As for the enter sequence we shall be working with dummy information in the intervening time till we arrive to the stage of coaching the whole Transformer mannequin in a separate tutorial, at which level we shall be utilizing precise sentences:
... enc_vocab_size = 20 # Vocabulary dimension for the encoder input_seq_length = 5 # Most size of the enter sequence input_seq = random.random((batch_size, input_seq_length)) ...
Subsequent, we’ll create a brand new occasion of the Encoder
class, assigning its output to the encoder
variable, and subsequently feeding within the enter arguments and printing the outcome. We shall be setting the padding masks argument to None
in the intervening time, however we will return to this after we implement the whole Transformer mannequin:
... encoder = Encoder(enc_vocab_size, input_seq_length, h, d_k, d_v, d_model, d_ff, n, dropout_rate) print(encoder(input_seq, None, True))
Tying the whole lot collectively produces the next code itemizing:
from numpy import random enc_vocab_size = 20 # Vocabulary dimension for the encoder input_seq_length = 5 # Most size of the enter sequence h = 8 # Variety of self-attention heads d_k = 64 # Dimensionality of the linearly projected queries and keys d_v = 64 # Dimensionality of the linearly projected values d_ff = 2048 # Dimensionality of the internal totally linked layer d_model = 512 # Dimensionality of the mannequin sub-layers' outputs n = 6 # Variety of layers within the encoder stack batch_size = 64 # Batch dimension from the coaching course of dropout_rate = 0.1 # Frequency of dropping the enter models within the dropout layers input_seq = random.random((batch_size, input_seq_length)) encoder = Encoder(enc_vocab_size, input_seq_length, h, d_k, d_v, d_model, d_ff, n, dropout_rate) print(encoder(input_seq, None, True))
Operating this code produces an output of form, (batch dimension, sequence size, mannequin dimensionality). Observe that you’ll seemingly see a unique output as a result of random initialization of the enter sequence, and the parameter values of the Dense layers.
tf.Tensor( [[[-0.4214715 -1.1246173 -0.8444572 ... 1.6388322 -0.1890367 1.0173352 ] [ 0.21662089 -0.61147404 -1.0946581 ... 1.4627445 -0.6000164 -0.64127874] [ 0.46674493 -1.4155326 -0.5686513 ... 1.1790234 -0.94788337 0.1331717 ] [-0.30638126 -1.9047263 -1.8556844 ... 0.9130118 -0.47863355 0.00976158] [-0.22600567 -0.9702025 -0.91090447 ... 1.7457147 -0.139926 -0.07021569]] ... [[-0.48047638 -1.1034104 -0.16164204 ... 1.5588069 0.08743562 -0.08847156] [-0.61683714 -0.8403657 -1.0450369 ... 2.3587787 -0.76091915 -0.02891812] [-0.34268388 -0.65042275 -0.6715749 ... 2.8530657 -0.33631966 0.5215888 ] [-0.6288677 -1.0030932 -0.9749813 ... 2.1386387 0.0640307 -0.69504136] [-1.33254 -1.2524267 -0.230098 ... 2.515467 -0.04207756 -0.3395423 ]]], form=(64, 5, 512), dtype=float32)
Additional Studying
This part offers extra sources on the subject if you’re seeking to go deeper.
Books
Papers
Abstract
On this tutorial, you found the right way to implement the Transformer encoder from scratch in TensorFlow and Keras.

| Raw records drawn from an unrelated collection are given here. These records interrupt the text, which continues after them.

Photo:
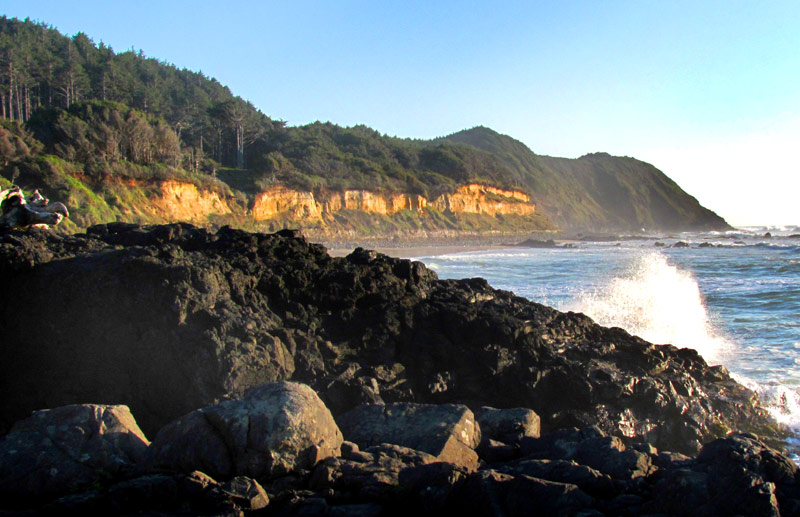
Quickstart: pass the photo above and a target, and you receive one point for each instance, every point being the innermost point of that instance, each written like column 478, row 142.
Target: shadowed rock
column 447, row 431
column 167, row 319
column 509, row 426
column 62, row 450
column 275, row 429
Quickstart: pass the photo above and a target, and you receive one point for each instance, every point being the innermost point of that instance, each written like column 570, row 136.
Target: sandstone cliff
column 471, row 199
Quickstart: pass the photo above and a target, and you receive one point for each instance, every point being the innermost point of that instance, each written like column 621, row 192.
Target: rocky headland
column 407, row 394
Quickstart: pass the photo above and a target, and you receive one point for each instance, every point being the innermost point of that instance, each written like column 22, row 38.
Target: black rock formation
column 167, row 319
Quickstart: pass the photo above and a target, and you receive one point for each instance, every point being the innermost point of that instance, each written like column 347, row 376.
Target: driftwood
column 16, row 212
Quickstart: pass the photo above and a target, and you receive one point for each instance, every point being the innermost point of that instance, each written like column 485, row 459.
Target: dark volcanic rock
column 59, row 451
column 447, row 431
column 737, row 475
column 275, row 429
column 167, row 319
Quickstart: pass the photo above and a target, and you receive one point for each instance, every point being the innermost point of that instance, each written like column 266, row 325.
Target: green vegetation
column 97, row 129
column 597, row 191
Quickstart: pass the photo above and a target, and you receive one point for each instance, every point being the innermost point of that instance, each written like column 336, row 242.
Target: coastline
column 419, row 250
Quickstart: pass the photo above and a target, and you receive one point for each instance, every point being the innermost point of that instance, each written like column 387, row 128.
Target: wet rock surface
column 579, row 419
column 275, row 429
column 167, row 319
column 446, row 431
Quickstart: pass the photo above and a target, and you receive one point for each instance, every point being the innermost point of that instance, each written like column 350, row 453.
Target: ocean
column 733, row 296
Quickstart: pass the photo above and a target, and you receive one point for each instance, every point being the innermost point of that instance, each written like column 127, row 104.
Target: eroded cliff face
column 178, row 201
column 473, row 198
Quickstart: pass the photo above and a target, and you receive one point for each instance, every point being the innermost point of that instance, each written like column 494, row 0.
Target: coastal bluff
column 172, row 318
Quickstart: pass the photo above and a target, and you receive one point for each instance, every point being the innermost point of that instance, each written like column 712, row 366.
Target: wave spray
column 657, row 302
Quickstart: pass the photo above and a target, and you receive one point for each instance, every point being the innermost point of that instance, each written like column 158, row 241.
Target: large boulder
column 62, row 450
column 167, row 319
column 736, row 475
column 447, row 431
column 274, row 429
column 509, row 426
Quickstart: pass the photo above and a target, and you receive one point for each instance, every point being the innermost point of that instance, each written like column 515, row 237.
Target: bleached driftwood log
column 16, row 212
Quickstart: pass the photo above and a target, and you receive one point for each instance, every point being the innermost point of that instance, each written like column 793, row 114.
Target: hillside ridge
column 103, row 131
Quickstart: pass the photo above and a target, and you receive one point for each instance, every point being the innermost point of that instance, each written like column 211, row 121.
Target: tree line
column 88, row 104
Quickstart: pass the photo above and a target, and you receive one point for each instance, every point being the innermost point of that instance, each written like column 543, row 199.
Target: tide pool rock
column 447, row 431
column 274, row 429
column 62, row 450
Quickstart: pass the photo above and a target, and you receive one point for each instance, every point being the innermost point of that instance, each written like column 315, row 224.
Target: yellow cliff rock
column 180, row 201
column 473, row 198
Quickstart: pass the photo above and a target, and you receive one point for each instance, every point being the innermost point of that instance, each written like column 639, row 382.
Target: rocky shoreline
column 534, row 408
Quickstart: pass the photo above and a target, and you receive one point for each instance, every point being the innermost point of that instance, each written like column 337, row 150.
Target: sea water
column 735, row 299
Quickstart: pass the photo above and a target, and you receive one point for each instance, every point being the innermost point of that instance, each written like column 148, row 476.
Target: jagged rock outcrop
column 446, row 431
column 58, row 451
column 275, row 429
column 567, row 472
column 170, row 318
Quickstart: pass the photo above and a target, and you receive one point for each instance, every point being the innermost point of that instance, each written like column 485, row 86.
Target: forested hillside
column 79, row 119
column 597, row 190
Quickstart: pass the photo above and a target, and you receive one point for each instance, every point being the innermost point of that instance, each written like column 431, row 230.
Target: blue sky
column 708, row 92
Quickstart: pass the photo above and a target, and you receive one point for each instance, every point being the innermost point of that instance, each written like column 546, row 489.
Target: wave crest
column 658, row 302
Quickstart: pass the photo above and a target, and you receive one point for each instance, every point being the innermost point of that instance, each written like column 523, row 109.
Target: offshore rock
column 447, row 431
column 275, row 429
column 167, row 319
column 58, row 451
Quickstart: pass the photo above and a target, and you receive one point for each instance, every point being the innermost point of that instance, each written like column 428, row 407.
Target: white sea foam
column 658, row 302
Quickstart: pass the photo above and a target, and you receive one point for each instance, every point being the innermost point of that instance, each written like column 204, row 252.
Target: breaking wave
column 657, row 302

Particularly, you discovered:
- The layers that kind a part of the Transformer encoder.
- Find out how to implement the Transformer encoder from scratch.
Do you’ve any questions?
Ask your questions within the feedback under and I’ll do my finest to reply.
The publish Implementing the Transformer Encoder From Scratch in TensorFlow and Keras appeared first on Machine Studying Mastery.